Thu, Jan 11, 2018 - Page 3 News List

ANALYSIS: Labor changes draw praise, criticism from academics

By Sean Lin  /  Staff reporter

The amendments to the Labor Standards Act (勞動基準法) that passed their third reading yesterday have drawn mixed responses from academics, with some lauding a potentially greater flexibility in working hours and others expressing concerns over them aggravating overwork.

Asked to comment, National Chengchi University College of Law associate professor Lin Chia-ho (林佳和) said he could not approve of them, as it would further increase overtime in some sectors.

Lin questioned the need to amend Article 32 of the act, which conditionally raised the monthly overtime cap from 46 to 54 hours with the proviso that a worker must not put in more than 138 hours of overtime in three months.

Monthly overtime across all sectors last year and in 2015 averaged less than 40 hours, he said, citing Ministry of Labor statistics.

The amended Article 32 derived its inspiration from the deposited working time account policy introduced by the German government in 2002, but the article completely failed to capture the essence of the German policy, which is meant to prevent people from being overworked rather than encourage overtime, Lin said.

Workers in general consider themselves to be overworked if they have to work 46 extra hours a month, he said, adding that for several decades society in general has recognized the 46-hour ceiling on overtime as the maximum limit.

“We should all think about the rationale behind the 40-hour workweek. Is it a goal we strive toward, or is it the bare minimum?” Lin said.

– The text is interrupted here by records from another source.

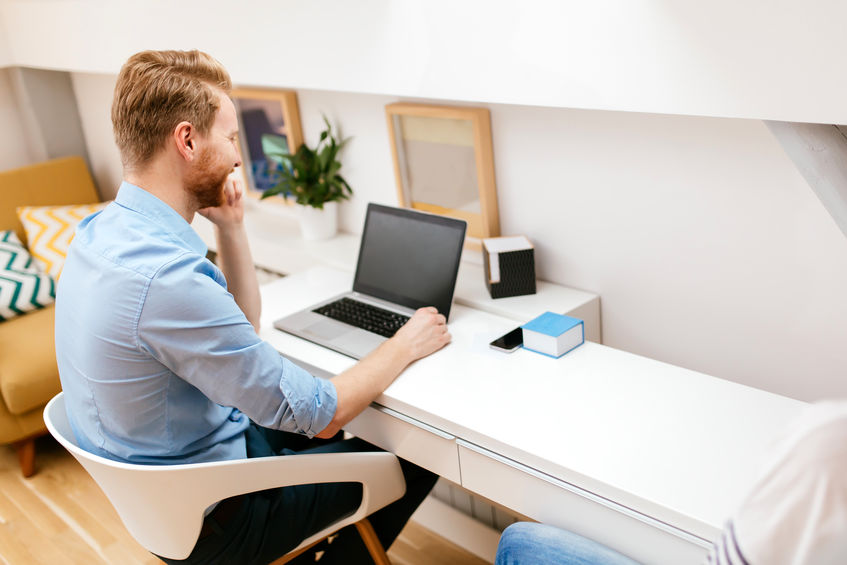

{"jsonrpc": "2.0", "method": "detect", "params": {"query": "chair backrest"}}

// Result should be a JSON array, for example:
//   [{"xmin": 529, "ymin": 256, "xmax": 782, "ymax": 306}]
[
  {"xmin": 44, "ymin": 393, "xmax": 406, "ymax": 559},
  {"xmin": 44, "ymin": 393, "xmax": 210, "ymax": 559}
]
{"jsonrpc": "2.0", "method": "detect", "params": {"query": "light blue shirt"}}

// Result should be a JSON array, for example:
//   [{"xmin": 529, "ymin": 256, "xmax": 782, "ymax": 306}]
[{"xmin": 51, "ymin": 182, "xmax": 337, "ymax": 464}]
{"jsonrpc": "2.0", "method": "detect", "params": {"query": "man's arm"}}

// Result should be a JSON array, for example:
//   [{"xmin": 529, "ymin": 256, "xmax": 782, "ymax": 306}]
[
  {"xmin": 200, "ymin": 179, "xmax": 262, "ymax": 332},
  {"xmin": 317, "ymin": 307, "xmax": 450, "ymax": 438}
]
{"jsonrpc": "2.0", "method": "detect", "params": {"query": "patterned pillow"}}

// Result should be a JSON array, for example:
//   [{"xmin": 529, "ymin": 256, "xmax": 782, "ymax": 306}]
[
  {"xmin": 0, "ymin": 230, "xmax": 56, "ymax": 322},
  {"xmin": 18, "ymin": 202, "xmax": 108, "ymax": 280}
]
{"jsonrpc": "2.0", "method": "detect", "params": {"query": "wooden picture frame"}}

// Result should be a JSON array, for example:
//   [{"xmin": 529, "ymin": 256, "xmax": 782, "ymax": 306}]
[
  {"xmin": 385, "ymin": 102, "xmax": 500, "ymax": 239},
  {"xmin": 230, "ymin": 88, "xmax": 303, "ymax": 198}
]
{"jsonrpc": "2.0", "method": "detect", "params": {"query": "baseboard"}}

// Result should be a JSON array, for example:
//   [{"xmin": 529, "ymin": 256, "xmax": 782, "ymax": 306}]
[{"xmin": 411, "ymin": 496, "xmax": 500, "ymax": 563}]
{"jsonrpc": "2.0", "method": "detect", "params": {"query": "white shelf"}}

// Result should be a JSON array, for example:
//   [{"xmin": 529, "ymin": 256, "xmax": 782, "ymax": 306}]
[{"xmin": 192, "ymin": 204, "xmax": 602, "ymax": 343}]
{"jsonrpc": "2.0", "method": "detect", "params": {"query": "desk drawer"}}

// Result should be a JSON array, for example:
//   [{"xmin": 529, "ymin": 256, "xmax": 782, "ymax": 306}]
[
  {"xmin": 457, "ymin": 439, "xmax": 709, "ymax": 565},
  {"xmin": 344, "ymin": 404, "xmax": 461, "ymax": 484}
]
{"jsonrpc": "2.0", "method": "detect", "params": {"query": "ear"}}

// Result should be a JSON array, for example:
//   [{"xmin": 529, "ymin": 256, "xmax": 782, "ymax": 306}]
[{"xmin": 172, "ymin": 122, "xmax": 197, "ymax": 161}]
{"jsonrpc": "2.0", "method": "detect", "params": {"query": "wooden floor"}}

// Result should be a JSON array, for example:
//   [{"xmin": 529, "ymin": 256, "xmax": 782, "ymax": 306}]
[{"xmin": 0, "ymin": 437, "xmax": 486, "ymax": 565}]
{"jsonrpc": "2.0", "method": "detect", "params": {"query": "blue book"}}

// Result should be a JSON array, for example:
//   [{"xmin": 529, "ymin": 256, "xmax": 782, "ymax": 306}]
[{"xmin": 521, "ymin": 312, "xmax": 585, "ymax": 357}]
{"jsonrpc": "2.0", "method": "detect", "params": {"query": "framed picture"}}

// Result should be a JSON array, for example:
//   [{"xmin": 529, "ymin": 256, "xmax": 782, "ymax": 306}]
[
  {"xmin": 231, "ymin": 89, "xmax": 303, "ymax": 196},
  {"xmin": 385, "ymin": 103, "xmax": 500, "ymax": 239}
]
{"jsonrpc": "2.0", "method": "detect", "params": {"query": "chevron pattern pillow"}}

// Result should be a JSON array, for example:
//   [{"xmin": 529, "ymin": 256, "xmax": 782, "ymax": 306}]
[
  {"xmin": 0, "ymin": 230, "xmax": 56, "ymax": 322},
  {"xmin": 18, "ymin": 202, "xmax": 108, "ymax": 280}
]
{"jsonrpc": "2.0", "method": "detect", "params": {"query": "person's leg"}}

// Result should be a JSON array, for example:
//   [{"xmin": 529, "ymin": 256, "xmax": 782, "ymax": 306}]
[
  {"xmin": 494, "ymin": 522, "xmax": 638, "ymax": 565},
  {"xmin": 166, "ymin": 426, "xmax": 438, "ymax": 565}
]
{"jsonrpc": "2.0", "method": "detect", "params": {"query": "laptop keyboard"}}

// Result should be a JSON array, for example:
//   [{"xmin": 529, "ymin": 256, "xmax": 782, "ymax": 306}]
[{"xmin": 312, "ymin": 298, "xmax": 409, "ymax": 337}]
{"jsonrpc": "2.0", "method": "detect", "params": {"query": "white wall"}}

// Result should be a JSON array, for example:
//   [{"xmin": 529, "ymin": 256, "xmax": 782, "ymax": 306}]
[
  {"xmin": 0, "ymin": 0, "xmax": 847, "ymax": 124},
  {"xmin": 0, "ymin": 68, "xmax": 36, "ymax": 170},
  {"xmin": 73, "ymin": 74, "xmax": 847, "ymax": 400}
]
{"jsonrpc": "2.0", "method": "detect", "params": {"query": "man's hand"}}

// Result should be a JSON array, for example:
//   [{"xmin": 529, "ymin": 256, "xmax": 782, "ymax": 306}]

“In Taiwan, people treat it as the bare minimum and a lot of discussion was focused on how to reach the 46-hour limit and even go beyond it. This is the crux of the matter,” he said.

On a lighter note, the raised overtime cap is expected to only affect workers in sectors that require them to work extreme overtime and is unlikely to affect the majority of workers, whose overtime normally runs under the 46-hour ceiling, he said.

Regarding amended Article 36, which allows employers to make employees work for up to 12 consecutive days by moving their weekly fixed days off to the beginning and end of a 14-day period after gaining the consent of unions or employees, Lin said that the wording of the article might have created a “dangerous” loophole that could normalize a 12-day workweek as long as applications by sector associations pass a review by local labor authorities.

The loophole contradicts a legal interpretation issued by the ministry on Sept. 22, 2016, which allowed only a handful of sectors to work for more than six consecutive days under special circumstances and mandated that workers’ schedules be restored to their normal condition once the need for overtime is eliminated, Lin said.

The impact of the amendment would have to be gauged by how strictly local authorities review applications by sector associations, he said.

Lawyer Chen Yeh-shin (陳業鑫), a former Taipei Department of Labor commissioner, lauded the introduction of Article 32-1, which offers workers the option to receive compensatory leave in lieu of overtime pay.

The article also stipulates that employers should pay employees overtime for any unused compensatory leave resulting from overtime, which Chen called an improvement, as there had not previously been a rule covering the disposition of unused compensatory leave.

He said that while he supported the amendment to Article 34 that conditionally shortens the rest time between shifts from 11 to eight hours, the amendment should have excluded certain sectors, such as nursing and public transportation, to avoid threatening public safety.